Try to keep your units balanced between too dumb and too smart. The goal should be to make it match what the user might have done to move the unit around.
You can use multithreading to improve the user experience. When a unit needs a path, allow it to start moving in a straight line towards the goal, and add a request to a pathfinding queue. In another (low priority) thread, pull requests off the queue and find paths. Your units will start moving immediately, so the user won’t be left wondering if something is wrong, and you won’t have a high CPU load (which will slow down the rest of the game) while the path is being calculated.
If your game allows multiple units in a group to move together, try to make the movement look interesting. You can find a single path for them all to follow, and then have them all follow the path individually, but this will lead to either a line of units or units trying to pass each other. Instead, vary the paths a little so that they can walk in parallel. Alternatively, pick one “leader” unit to move along the path and have the other units use a separately programmed “follow” behavior. This following could be as simple as moving towards the leader but stay some distance away, or it could be as involved as flocking.

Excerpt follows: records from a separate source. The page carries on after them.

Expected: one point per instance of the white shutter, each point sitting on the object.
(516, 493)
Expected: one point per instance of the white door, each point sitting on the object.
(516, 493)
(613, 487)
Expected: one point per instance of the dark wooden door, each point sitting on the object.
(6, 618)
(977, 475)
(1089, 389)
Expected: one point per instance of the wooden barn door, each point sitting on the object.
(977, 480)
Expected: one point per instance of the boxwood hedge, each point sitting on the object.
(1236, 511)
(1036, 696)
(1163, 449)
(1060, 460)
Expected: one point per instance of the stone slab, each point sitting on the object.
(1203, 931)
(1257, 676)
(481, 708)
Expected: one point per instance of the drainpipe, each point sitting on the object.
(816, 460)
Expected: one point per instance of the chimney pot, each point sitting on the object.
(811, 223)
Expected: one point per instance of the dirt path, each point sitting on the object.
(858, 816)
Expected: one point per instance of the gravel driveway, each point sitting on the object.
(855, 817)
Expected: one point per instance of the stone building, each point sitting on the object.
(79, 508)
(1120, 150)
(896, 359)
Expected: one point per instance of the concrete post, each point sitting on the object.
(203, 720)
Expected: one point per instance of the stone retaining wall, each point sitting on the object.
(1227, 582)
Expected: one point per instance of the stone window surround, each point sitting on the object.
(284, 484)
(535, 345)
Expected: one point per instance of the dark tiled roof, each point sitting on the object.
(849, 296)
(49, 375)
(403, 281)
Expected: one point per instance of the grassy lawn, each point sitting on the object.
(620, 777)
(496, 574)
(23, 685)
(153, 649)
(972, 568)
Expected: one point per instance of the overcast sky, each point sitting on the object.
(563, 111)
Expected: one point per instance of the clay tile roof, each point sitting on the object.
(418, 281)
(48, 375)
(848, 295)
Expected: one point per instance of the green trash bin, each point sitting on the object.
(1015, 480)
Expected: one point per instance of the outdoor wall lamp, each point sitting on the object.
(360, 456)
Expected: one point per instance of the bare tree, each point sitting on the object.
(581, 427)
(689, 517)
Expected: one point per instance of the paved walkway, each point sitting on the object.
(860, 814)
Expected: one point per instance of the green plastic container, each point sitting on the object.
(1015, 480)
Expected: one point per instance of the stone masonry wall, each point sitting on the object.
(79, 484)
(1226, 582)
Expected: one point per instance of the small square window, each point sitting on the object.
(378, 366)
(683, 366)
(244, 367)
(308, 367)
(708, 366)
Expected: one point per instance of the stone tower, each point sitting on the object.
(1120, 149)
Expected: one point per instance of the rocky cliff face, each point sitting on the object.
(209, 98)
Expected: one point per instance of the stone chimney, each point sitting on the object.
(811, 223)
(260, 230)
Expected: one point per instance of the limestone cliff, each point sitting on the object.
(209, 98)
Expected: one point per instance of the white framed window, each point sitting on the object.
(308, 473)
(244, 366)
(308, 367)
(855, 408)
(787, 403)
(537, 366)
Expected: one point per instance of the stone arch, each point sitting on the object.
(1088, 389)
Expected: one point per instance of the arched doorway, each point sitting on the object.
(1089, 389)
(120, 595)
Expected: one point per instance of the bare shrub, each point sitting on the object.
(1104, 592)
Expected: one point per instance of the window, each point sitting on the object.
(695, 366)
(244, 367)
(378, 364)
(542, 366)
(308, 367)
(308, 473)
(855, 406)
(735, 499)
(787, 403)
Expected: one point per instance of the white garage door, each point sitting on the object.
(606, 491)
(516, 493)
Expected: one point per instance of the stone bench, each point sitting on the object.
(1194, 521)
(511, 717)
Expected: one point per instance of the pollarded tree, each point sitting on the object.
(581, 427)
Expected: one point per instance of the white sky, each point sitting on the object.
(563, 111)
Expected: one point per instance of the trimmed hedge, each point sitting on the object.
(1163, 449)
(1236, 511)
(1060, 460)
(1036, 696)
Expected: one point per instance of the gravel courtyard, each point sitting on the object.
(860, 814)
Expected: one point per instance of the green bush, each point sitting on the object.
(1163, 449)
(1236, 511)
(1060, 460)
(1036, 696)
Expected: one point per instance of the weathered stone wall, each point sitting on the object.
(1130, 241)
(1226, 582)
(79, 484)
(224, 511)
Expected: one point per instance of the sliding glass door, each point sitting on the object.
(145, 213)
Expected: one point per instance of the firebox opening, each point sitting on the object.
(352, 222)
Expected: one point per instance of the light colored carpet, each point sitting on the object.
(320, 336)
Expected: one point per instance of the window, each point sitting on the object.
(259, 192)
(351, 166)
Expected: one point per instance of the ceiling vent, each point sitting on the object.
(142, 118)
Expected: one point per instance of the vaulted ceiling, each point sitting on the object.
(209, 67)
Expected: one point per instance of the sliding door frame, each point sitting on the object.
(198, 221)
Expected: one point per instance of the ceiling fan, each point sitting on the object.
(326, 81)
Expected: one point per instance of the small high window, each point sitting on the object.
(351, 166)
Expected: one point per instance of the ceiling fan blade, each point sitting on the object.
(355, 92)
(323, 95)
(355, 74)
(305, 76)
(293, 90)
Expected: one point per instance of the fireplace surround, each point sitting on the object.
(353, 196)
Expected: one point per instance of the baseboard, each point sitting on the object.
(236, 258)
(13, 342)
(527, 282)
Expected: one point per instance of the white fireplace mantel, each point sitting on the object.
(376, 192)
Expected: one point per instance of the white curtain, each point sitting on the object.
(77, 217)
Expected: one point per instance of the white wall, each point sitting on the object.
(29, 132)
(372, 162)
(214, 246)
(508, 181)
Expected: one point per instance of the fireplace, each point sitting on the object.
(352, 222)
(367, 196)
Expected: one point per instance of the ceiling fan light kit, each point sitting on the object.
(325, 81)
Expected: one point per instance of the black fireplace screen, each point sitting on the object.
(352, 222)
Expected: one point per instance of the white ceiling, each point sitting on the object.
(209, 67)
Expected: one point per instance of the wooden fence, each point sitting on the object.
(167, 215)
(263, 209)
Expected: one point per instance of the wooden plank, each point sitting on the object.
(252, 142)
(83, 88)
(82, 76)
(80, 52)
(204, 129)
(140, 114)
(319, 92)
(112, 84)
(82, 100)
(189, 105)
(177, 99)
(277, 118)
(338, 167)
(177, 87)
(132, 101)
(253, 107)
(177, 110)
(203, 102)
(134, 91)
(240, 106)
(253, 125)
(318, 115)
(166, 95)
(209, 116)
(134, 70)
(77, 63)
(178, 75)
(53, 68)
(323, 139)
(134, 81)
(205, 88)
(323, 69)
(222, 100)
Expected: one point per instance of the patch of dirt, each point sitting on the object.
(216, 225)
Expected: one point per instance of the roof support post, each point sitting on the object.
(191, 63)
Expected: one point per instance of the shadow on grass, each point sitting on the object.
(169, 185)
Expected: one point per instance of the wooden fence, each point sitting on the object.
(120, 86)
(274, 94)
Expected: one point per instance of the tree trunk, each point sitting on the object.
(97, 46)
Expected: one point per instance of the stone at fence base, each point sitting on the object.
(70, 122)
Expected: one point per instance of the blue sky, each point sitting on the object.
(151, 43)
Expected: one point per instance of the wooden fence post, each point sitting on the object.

Even given the optimal path, the player may prefer a different path. You may allow the player to mark waypoints on the path: instead of simply clicking on a destination, the player would click on two or three points along the way to the destination. (Many real-time strategy games use shift-click for this operation.) You now have three or four smaller paths to compute, and you save some time. The player also has some control over the overall path—for example, your pathfinder may have found a path to the west of some mountains, but for safety’s sake, the player wants to stay to the east of the mountains (near friendly guard towers).
The main change in unit movement code will be that instead of a single destination, you will have a list of destinations. Find a path to the first destination. Once you get there, remove it from the list and find a path to the next destination. This reduces latency and improves throughput as well.